Le conseil des ministres est en période de rodage, mais on constate que le trio économique (Jacques Daoust, Carlos Leitao, Martin Coiteux) communique bien. On chuchote, toutefois, que le ministre des Finances a encore tendance à réfléchir tout haut comme s'il avait conservé ses habits d'analyste.

Martin Coiteux est définitivement l'homme à surveiller au cours des prochains mois. Cet économiste chevronné a pris rapidement le pli politique. Chez les libéraux, certains le surnomment le «carcajou» en raison de sa combativité.

À la Santé, le Dr Gaétan Barrette est crédible, mais on peut lui reprocher de ne pas avoir obtenu, à ce jour, une entente d'étalement de salaire avec les médecins spécialistes dont le Québec a cruellement besoin.

À L'Éducation, Yves Bolduc est égal à lui-même, technocratique, et inutilement partisan en Chambre.

On a peu vu les autres ministres, mais Pierre Moreau, aux Affaires municipales, sera sur la sellette tout l'été avec la commission parlementaire sur les régimes de retraite.

Au Travail, Sam Hamad a le mandat d'éviter un nouveau conflit de la construction qui scierait les jambes d'une économie chancelante.

Fait à noter, l'étude des crédits des ministères se poursuivra jusqu'à la mi-juillet, les vacances parlementaires seront donc courtes.

Au cours de cette session, on a observé le PQ et la CAQ se disputer le rôle de vraie opposition. Décapité et désorienté, le Parti québécois s'est replacé avec l'affaire Thériault et a fini en force. En symbiose, bien souvent, avec le gouvernement, la Coalition cherche ses marques.

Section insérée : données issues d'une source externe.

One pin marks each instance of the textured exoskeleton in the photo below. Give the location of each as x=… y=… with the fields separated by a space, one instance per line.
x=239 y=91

Tous s'accordent pour dire que la «vraie» session sera celle de l'automne, alors que l'installation du gouvernement sera terminée et sa période de grâce également.

Dans les officines, on doit implorer les cieux pour que l'économie se remette à rouler. On est bien conscient que la rigueur administrative sera «vendable» seulement si elle vient avec des investissements et une vraie reprise.